Bike Repair: How to Clean & Lube Your Chain
A well-lubricated chain is crucial to a smooth, quiet (dare I say, stealthy) ride. A dry, grimy or rusty chain, on the other hand, can make an otherwise healthy, well-cared-for bike sound and ride like an old rattletrap—squealing away while it jumps and bucks its way through gear shifts.
Chain maintenance is relatively simple—it's really just three steps—but it should happen with regularity to keep dirt and grime from wearing down the chain and rear sprockets. If you tend to ride regularly in urban environments, we recommend a full clean and lube every weekend.
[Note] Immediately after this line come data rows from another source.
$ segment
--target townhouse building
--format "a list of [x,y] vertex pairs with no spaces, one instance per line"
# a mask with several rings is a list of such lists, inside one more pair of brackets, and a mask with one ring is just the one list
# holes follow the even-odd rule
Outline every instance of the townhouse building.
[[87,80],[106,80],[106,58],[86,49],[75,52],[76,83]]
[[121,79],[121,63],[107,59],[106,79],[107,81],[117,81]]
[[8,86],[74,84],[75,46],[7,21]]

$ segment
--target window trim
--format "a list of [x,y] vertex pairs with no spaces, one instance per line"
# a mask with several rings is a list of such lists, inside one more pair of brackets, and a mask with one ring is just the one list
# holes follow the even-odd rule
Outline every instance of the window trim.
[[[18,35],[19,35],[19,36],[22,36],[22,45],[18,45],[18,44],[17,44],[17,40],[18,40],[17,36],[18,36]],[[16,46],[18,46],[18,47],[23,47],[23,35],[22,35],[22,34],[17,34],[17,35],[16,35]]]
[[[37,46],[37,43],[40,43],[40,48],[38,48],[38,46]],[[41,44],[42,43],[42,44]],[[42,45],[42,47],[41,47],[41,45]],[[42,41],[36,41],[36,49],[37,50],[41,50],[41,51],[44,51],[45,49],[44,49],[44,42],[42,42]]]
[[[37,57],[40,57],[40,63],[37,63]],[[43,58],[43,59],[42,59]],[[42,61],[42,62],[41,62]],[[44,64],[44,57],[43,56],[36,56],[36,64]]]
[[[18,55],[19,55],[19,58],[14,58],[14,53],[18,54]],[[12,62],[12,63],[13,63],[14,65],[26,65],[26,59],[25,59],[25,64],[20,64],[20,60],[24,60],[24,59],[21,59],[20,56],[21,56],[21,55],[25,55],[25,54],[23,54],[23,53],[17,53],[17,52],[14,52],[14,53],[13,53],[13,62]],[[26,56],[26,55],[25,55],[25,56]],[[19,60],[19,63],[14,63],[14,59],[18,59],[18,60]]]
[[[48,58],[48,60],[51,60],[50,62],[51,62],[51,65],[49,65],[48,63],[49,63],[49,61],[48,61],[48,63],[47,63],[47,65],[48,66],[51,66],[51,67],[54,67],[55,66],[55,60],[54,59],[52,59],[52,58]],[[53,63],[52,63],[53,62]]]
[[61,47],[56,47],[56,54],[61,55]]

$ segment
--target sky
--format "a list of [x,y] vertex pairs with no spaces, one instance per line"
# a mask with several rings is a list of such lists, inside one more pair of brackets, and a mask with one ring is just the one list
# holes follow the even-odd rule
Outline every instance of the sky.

Here’s how you do it:
Get Rid of the Gunk
Flip your bike over, and apply degreaser (we like Simple Green) liberally along the entire length of the chain while you crank the pedals backward. Use a non-metal brush—an old toothbrush works perfectly—to scrub away the loosened dirt and grime. Give your cassette and chainrings a thorough scrubbing, too. Wipe down the chain with a dry rag, then let it air-dry for a few minutes.
Lube the Chain
Using your favorite oil, apply a drop to every single link, being sure to get the sideplates, too. If it sounds obessive, that's because it is. And to be sure you're extra thorough, spin the cranks backward so the oil penetrates into the chain links. Put a light coat on the rear cassette cogs, too.
Remove the Excess Lube
Spin the pedals again, using a rag to wipe extra lube from the chain and cassette. Though it sounds counterintuitive, do NOT skip this step. You want the moving parts to be covered by a thin film of oil that stays on and keeps them lubricated, not by a thick soaking that turns them into a dirt and grime magnet.